# Feeding sugar beets to pigs



## Cyngbaeld (May 20, 2004)

My neighbor has offered to raise me a pig with her's as she does not want to keep only one pig but doesn't want two for herself. And cause she is just nice. I'll be supplying the groceries for my pig.

I'm planning to plant some sugar beets in the next couple of days and was thinking maybe I should plant some extra for the pigs.

Does anyone have an idea of how much sugear beet (whole, not pulp) that we can feed and how much they might eat during the feed out? I never raised a pig and she has never fed sugar beet to hers.


----------



## reitenger (Dec 1, 2004)

Way off subject here, but the other day my wife found a whole bunch of sugar beets that had fallen off of the truck. I have been doling one every other day out to my potbelly pig. She spends the whole day fighting with the thing, so it is well worth it just for the exercise she gets.

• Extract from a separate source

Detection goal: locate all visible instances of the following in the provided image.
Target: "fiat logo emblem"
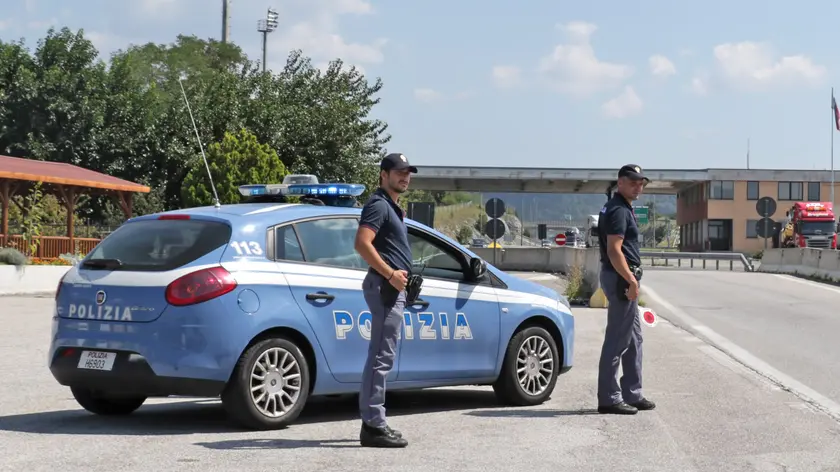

At least my story had pigs and sugar beets in it.


----------



## TurnKey (Aug 11, 2004)

Here in Michigan, autumn brings deer hunting and piles of carrots and sugar beets used as deer feed. Last year i bought some to feed to my pigs as a cheap source of carbs for those cold winter nights. Thrown in whole and raw, they nibbled on them but didn't eat them gone like they do pumpkins. So I cut them up and threw them into my turkey fryer filled with water along with some of those big deer carrots, boiled them up until soft, cooled it down and added salt. I dumped this "stew" into their feeder with some of the regular feed and WOW! Big difference! They loved it! This year I'm gonna do the same thing but I'll add some of the pears and apples from the yard! I can't believe that I'm now cooking dinner for my dinner!


----------



## John Schneider (Sep 9, 2005)

Turnkey...Sounds like a wonderful pie filling! Forget the pigs. Do you put your chef's hat on while cooking supper for your hogs? LOL


----------



## GeorgeK (Apr 14, 2004)

I make a pie like that around halloween, call it blood pie, good way to get some veggies into the kids


----------